Meanwhile at UMass: Students Still Recovering After Syllabus Month


This is a part of an ongoing series by The Institute to expose students to what life is like outside the WPI bubble.

The second semester has kicked off at colleges nationwide. Students are forced to return from the sanctuary of their Netflix-filled breaks and trudge back into the classroom for another 4 months. At WPI, the adjustment time back into class typically takes about a day for the easy classes and about 4-6 minutes for some of the more intense classes.

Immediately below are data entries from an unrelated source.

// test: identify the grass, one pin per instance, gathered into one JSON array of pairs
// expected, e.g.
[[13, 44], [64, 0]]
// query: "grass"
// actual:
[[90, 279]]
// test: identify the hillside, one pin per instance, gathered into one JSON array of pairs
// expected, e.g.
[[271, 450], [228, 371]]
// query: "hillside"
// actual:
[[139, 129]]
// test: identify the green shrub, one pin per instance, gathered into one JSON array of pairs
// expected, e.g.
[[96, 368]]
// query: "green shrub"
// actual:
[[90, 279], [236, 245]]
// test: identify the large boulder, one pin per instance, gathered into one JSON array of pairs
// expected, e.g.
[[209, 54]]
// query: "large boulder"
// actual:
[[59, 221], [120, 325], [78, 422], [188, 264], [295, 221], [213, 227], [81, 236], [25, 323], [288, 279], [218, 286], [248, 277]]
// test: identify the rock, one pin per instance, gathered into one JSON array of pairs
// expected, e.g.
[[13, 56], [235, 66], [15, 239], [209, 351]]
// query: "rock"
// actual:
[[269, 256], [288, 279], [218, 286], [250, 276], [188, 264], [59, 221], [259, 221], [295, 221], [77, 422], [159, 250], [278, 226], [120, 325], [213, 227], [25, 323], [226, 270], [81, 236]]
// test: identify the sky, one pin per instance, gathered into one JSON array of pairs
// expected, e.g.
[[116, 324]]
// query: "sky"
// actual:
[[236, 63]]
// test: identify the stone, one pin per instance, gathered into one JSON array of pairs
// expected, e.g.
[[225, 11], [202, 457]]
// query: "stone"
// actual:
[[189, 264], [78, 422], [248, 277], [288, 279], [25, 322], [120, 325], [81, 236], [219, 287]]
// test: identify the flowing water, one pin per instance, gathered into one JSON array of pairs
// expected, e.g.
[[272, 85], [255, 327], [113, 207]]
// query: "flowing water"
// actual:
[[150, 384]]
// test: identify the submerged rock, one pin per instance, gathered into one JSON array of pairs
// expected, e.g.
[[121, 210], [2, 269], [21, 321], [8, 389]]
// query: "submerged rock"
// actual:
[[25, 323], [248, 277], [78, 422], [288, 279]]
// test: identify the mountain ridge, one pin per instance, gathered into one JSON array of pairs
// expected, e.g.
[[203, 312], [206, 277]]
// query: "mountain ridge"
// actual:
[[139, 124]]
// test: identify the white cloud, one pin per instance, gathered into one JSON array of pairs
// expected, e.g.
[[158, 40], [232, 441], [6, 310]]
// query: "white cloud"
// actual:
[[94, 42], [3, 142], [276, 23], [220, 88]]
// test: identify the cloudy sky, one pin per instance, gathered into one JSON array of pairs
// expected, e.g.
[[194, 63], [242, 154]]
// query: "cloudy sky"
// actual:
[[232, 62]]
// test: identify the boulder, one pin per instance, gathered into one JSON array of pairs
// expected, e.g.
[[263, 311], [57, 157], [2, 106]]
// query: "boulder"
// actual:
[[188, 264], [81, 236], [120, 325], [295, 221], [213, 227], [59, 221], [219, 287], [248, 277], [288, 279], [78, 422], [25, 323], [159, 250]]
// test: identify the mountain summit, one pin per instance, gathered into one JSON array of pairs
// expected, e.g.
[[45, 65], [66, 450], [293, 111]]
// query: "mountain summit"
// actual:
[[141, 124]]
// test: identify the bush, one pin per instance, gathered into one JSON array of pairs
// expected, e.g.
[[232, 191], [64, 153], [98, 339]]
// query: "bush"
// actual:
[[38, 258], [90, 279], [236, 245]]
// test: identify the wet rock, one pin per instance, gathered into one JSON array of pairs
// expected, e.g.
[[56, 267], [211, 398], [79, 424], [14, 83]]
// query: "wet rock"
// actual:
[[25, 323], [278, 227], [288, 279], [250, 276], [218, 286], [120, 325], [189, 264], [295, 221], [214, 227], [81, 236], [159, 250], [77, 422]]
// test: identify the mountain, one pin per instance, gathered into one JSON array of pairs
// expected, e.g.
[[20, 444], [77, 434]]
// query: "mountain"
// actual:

Other schools, on the other hand, take a more relaxed approach to preparing students for the semester ahead.

“Here at UMass Amherst, we take about a solid month to get students off their feet and motivated to do some work,” explained the Dean of Academic Affairs. “We advise our professors to slowly go through the 2 page syllabus and to save time for questions, as well as for drunk students to leave class 15 minutes early.”

What has been termed, “Syllabus Month,” has turned into a time for students to get wasted, plastered and intoxicated.

“I’ve blacked out every night this month,” one cross-faded senior exclaimed, “I missed the first two weeks of Syllabus Month and then blacked in when we were going over how many points the homeworks are worth.”

Professor’s are also on board with the campus’s policy to baby their students, “It’s great to really give them an indepth look at the curriculum,” one professor told The Institute, “You can tell most of them are tired and hungover so I don’t want to work them too hard, normally we’ll go over one or two bullet points and then wrap up for the day. It’s a good way to ease them into it.”

Now that the month is coming to a close, the campus has taken on a solemn tone as students begin grapple with the thought of having to complete actual work. But the majority of the students seem relatively unphased. “It really doesn’t even matter to me that syllabus month is over, “ a hipster sophomore explained, “ I came here to take a joke major and easy classes and I am still going to continue partying at the same pace I do now.”